The ambulance committee expects to receive and review the latest contract proposals at a meeting this morning before potentially making its recommendation to the jury next week.
The “brother-in-law deal” Garriga mentioned refers to an original $120,000 offer from the city made to jury leadership in early 2021 that never made it to the full jury for a vote. Garriga wasn’t the only one who expressed disappointment on that front.
“If I’m understanding this straight, we blew a deal of $120,000,” said local radio personality Rick Godley.

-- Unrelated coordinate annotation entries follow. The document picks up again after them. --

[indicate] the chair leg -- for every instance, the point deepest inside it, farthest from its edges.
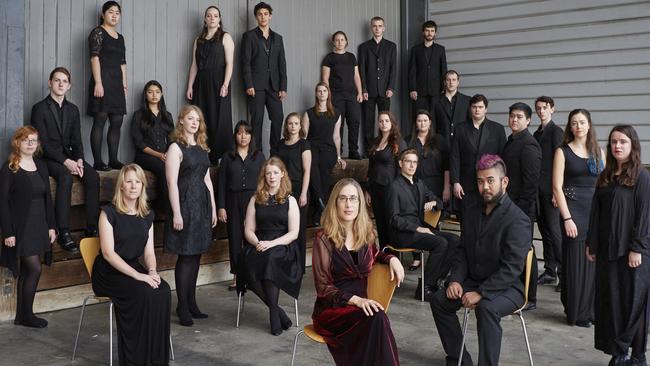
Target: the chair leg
(81, 319)
(295, 345)
(523, 327)
(462, 344)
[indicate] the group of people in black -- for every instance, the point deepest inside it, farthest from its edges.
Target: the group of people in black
(592, 207)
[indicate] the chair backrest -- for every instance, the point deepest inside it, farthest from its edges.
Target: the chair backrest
(432, 217)
(89, 248)
(380, 287)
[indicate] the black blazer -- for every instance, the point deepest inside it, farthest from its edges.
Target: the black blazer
(523, 158)
(15, 202)
(405, 210)
(60, 138)
(259, 67)
(377, 67)
(491, 256)
(445, 119)
(549, 139)
(464, 154)
(426, 68)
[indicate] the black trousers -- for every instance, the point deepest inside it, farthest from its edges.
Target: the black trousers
(488, 318)
(63, 179)
(548, 222)
(369, 121)
(441, 245)
(256, 104)
(351, 114)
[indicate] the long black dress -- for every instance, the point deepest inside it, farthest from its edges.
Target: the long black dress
(141, 312)
(577, 278)
(211, 63)
(112, 55)
(196, 206)
(620, 223)
(279, 264)
(291, 155)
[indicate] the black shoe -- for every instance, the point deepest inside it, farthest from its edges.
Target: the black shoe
(66, 242)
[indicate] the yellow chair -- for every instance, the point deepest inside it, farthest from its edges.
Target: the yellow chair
(89, 248)
(528, 268)
(380, 288)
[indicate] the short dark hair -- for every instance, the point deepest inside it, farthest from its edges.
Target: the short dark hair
(489, 161)
(478, 98)
(62, 70)
(545, 99)
(519, 106)
(429, 24)
(262, 5)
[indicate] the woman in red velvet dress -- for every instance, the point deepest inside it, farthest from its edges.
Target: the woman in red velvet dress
(356, 328)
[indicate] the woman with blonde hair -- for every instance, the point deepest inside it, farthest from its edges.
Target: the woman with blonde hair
(356, 329)
(141, 298)
(270, 262)
(27, 217)
(191, 197)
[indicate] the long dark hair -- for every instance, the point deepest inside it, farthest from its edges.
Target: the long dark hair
(204, 31)
(631, 168)
(394, 136)
(147, 116)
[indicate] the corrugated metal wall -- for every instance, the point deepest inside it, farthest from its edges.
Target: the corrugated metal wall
(159, 37)
(592, 54)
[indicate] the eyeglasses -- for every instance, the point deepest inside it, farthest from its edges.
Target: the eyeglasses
(351, 199)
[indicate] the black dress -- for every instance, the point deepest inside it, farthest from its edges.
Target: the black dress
(112, 55)
(279, 263)
(291, 155)
(577, 277)
(620, 223)
(196, 206)
(141, 312)
(211, 63)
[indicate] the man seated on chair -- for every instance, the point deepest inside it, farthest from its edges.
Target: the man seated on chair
(486, 268)
(408, 199)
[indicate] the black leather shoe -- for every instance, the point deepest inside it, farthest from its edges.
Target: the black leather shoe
(66, 242)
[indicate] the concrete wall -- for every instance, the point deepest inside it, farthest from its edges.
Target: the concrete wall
(584, 53)
(159, 37)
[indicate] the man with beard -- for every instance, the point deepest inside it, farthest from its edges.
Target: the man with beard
(486, 268)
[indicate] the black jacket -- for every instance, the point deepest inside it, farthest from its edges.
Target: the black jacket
(523, 158)
(259, 67)
(446, 119)
(426, 69)
(60, 138)
(464, 154)
(549, 139)
(377, 67)
(493, 249)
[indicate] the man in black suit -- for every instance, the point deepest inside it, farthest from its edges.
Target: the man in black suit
(59, 129)
(264, 70)
(427, 65)
(523, 157)
(486, 269)
(378, 71)
(452, 108)
(472, 139)
(549, 136)
(408, 199)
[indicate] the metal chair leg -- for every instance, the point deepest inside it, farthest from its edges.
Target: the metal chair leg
(523, 327)
(295, 345)
(81, 319)
(462, 344)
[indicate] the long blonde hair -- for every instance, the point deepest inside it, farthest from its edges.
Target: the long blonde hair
(142, 207)
(201, 137)
(364, 233)
(262, 194)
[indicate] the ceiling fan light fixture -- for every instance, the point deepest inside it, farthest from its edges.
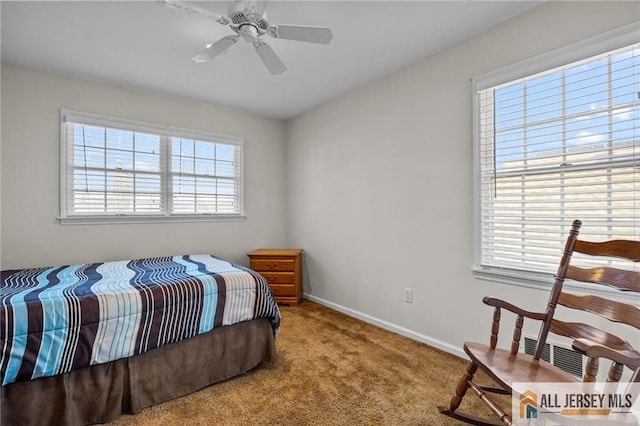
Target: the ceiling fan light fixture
(249, 33)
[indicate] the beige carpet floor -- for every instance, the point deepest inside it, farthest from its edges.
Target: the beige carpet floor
(331, 370)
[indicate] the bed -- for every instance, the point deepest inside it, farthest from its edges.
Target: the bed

Comments on both topics were punctuated with applause from what appeared to be the vast majority of the record crowd. Multiple commenters suggested some jurors should be voted out in next year’s elections.
Jurors are under no obligation to respond to public comments and did not do so. President Richard Durrett reminded commenters that the period was not a question-and-answer session.
After the meeting, Postel said he hopes the situation surrounding his employment won’t stand in the way of progress for the parish.
We have a lot of important business to do for the citizens of this parish,” he said. “My hope is the jury can find a way to cooperate with one another and work with those of us in the administration offices to move forward with the goals we have and get some things done for the people of Lincoln Parish.”
Some commenters, like frequent attendee Bill Smith, seemed skeptical progress would be made anytime soon.
“This might be a pretty good time to start sending some of the jurors home when they can’t sit down and look out for what’s best for this parish,” Smith said.